Beaucoup de personnes nous ont demandé (pas loin de trois, voire quatre) si elles auraient la joie de nous apercevoir, de nous rendre visite, de nous acheter même des livres lors de l’imminent Festival du livre de Paris.
Notre réponse a été simple et triste : nous ferons bien salon ce week-end mais chez nous, entourés de nos bibliothèques, sans personne avec qui échanger sinon les voisins qui occupent principalement leurs loisirs à regarder des séries sur des écrans, ce qui rend les conversations assez brèves. Le prix exorbitant des stands qui a rebuté la plupart des régions dans l’incapacité de débourser des sommes fantaisistes pour aider leurs éditeurs n’encouragera sans doute pas la variété des accents qui faisaient naguère le charme de cette manifestation.

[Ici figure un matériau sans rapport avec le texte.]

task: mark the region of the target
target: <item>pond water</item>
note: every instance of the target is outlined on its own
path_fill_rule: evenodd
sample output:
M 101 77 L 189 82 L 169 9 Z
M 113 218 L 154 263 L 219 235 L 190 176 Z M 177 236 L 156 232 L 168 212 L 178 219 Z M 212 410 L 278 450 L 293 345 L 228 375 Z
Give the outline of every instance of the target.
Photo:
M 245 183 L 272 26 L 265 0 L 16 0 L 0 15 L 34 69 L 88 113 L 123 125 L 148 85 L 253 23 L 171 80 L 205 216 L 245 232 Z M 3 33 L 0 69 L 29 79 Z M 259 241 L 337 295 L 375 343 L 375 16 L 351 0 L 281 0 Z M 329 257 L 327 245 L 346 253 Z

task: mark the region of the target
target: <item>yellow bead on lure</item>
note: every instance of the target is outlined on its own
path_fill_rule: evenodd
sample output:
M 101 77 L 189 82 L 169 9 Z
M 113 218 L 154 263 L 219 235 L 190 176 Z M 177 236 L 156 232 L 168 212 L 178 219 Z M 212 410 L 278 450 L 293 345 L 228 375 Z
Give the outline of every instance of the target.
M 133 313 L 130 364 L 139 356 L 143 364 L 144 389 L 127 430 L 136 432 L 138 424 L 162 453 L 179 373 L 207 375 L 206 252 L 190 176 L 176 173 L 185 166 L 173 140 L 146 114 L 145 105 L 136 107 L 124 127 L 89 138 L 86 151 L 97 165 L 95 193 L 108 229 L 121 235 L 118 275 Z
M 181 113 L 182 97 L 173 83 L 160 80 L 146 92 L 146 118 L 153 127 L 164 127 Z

On le regrette, cela nous faisait sortir de la contemplation de notre fleuve, nous permettait de renouer avec des fidèles ou des connaissances, de croiser des camarades (avec le fameux jeu du “qui c’est qu’est le plus à la peine en ce moment ?”), de vendre aussi des ouvrages de notre fonds qui pouvaient ainsi voyager vers la capiteuse capitale.
Bref, nous ferons salon à domicile et en pantoufles, ce qui pourrait inciter les uns, les unes et les autres à venir faire un tour sur notre site en imaginant que nous sommes derrière une table.